Building off a court decision in its favor in April, TiVo this week filed for an injunction to prevent the satcaster from selling DVRs and to disable the recording functionality in most of its boxes already deployed to consumers.
A hearing on the injunction request is scheduled for June 26. If TiVo is successful, it will have an even stronger hand in asking other cable and satellite providers to settle -- either through cash payments or by signing a deal to use TiVo services -- rather than turn off their customers' DVRs.
EchoStar plans to fight the injunction and pointed out in a statement that the U.S. Patent and Trademark Office recently rejected some of TiVo's patents. DVR company shot back, however, by claiming the rejected patents were not relevant to the jury decision in its favor.

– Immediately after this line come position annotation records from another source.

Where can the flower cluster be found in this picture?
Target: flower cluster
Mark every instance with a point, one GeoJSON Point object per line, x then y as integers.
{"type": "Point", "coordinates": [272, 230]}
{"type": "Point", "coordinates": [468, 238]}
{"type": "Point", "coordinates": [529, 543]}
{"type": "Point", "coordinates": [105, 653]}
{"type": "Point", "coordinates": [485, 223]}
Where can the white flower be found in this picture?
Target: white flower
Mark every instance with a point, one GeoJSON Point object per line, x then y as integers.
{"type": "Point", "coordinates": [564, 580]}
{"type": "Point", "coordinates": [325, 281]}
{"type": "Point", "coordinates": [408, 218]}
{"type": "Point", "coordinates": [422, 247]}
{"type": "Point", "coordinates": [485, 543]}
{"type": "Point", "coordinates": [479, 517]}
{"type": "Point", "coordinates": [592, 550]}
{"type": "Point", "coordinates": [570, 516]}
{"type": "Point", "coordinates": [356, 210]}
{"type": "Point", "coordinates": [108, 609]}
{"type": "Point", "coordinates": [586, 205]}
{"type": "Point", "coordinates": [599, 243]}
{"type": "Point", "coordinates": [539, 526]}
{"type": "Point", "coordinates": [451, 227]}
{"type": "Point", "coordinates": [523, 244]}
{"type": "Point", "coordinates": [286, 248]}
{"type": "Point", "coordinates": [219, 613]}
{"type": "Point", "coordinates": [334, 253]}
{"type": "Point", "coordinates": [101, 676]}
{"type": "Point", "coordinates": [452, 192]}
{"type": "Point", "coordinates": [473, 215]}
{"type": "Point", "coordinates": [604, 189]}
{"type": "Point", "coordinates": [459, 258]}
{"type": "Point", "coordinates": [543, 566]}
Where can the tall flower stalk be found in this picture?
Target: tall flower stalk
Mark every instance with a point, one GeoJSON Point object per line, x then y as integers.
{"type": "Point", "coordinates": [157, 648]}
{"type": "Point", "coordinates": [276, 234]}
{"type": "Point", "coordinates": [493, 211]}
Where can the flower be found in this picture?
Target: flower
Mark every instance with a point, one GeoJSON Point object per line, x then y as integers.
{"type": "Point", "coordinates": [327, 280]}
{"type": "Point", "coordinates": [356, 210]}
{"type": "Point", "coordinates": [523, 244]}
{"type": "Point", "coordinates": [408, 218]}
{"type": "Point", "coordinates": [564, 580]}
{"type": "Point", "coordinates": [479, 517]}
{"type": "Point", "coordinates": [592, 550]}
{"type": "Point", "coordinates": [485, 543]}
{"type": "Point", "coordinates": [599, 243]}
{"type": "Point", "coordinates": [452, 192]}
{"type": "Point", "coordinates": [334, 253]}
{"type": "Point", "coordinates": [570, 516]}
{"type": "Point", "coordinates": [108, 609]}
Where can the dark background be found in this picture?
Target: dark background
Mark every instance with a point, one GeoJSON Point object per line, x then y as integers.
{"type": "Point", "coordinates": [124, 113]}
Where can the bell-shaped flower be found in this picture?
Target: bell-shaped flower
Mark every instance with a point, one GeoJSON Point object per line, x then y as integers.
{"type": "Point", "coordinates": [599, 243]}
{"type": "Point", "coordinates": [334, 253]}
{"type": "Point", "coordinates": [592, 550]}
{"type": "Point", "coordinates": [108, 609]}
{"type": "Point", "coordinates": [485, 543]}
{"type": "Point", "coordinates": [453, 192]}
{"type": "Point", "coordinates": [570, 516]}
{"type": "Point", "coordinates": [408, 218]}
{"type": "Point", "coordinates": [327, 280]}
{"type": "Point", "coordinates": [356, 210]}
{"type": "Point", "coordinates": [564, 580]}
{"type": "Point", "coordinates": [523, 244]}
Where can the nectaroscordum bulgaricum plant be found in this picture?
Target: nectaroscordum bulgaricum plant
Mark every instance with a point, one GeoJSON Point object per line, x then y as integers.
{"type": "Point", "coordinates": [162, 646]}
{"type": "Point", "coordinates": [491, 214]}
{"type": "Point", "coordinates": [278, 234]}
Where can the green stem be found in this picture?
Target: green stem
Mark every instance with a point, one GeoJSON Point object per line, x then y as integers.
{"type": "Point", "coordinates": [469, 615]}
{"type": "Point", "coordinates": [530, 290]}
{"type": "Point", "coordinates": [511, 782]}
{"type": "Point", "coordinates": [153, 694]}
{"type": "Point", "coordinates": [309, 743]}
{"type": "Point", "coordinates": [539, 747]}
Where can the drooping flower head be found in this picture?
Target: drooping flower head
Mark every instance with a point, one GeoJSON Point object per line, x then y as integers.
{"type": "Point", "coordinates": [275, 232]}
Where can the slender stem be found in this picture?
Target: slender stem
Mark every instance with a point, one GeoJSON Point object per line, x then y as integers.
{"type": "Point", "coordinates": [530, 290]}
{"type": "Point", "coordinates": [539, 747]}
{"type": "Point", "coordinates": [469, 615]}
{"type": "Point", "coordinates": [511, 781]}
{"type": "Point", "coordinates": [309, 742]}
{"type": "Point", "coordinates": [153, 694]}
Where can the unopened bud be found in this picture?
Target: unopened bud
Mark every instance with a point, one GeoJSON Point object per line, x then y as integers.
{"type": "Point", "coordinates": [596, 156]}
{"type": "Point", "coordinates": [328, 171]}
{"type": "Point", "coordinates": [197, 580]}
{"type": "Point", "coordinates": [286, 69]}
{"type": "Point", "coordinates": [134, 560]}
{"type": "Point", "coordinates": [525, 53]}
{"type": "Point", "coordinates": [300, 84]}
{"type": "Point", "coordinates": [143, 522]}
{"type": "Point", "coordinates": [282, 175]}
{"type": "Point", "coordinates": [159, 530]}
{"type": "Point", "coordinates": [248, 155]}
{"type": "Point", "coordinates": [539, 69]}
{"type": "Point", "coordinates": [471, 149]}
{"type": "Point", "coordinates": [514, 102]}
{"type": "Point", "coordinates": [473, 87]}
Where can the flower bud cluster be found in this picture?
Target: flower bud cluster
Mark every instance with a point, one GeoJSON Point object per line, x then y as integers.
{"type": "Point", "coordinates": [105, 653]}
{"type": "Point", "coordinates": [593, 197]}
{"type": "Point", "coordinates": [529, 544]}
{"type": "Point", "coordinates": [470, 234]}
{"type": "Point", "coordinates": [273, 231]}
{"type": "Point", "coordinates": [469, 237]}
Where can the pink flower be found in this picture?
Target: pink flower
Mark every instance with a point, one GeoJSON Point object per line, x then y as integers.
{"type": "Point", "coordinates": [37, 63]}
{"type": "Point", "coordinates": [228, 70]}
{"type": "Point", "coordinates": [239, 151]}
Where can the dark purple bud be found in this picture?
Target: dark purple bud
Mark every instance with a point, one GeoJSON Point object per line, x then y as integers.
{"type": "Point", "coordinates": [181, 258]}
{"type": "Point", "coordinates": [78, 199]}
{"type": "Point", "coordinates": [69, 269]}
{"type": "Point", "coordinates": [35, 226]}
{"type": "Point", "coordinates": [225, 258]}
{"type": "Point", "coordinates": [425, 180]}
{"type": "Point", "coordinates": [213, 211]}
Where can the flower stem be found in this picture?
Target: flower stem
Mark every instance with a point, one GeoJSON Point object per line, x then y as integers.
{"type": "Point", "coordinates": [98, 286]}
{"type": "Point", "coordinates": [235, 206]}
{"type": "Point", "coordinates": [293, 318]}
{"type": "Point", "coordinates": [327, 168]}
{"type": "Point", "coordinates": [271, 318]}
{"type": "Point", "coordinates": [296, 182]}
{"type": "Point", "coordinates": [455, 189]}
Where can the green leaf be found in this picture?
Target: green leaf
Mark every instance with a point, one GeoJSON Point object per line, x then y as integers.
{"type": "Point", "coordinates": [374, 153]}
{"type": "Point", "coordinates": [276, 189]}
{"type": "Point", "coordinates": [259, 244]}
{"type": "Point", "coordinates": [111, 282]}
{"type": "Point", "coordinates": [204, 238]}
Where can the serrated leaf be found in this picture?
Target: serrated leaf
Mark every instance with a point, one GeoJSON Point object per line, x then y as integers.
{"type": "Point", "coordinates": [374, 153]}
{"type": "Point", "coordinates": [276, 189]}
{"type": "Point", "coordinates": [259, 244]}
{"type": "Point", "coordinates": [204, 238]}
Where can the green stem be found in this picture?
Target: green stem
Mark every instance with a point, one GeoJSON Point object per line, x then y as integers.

Under the existing decision, EchoStar would owe TiVo $73 million, and potentially royalties on future DVR sales. Other competitors could face the same fate (Daily Variety, April 17).
TiVo could certainly use the money, as it's simply treading water under its current business model.
Revenue was up 20% to $56.5 million in the quarter ended April 30, but most of the extra money came from $7.2 million in one-time "development revenue" from its deal to provide advertising and optional DVR services to Comcast subscribers.
Net loss rose to $10.7 million from $857,000 in the same quarter a year ago, an increase the company attributed primarily to litigation costs, along with the expensing of stock options and aggressive pricing.
Sub adds from DirecTV, which now promotes its own generic DVR, all but disappeared in the quarter, falling from 247,000 a year ago to just 2,000.
While TiVo is focused on adding services such as "guru guides" -- TV watching recommendations from magazine editors -- and video from the Internet, it's having trouble adding customers. TiVo-owned sub adds fell from 72,000 a year ago to 51,000.
For the current quarter, guidance calls for TiVo revenue excluding hardware sales, which totaled $55 million last quarter, to fall slightly to between $50 million and $53 million. Net loss is expected to rise to between $12 million and $15 million.
TiVo stock closed down 3% at $7.14 Wednesday before earnings were released.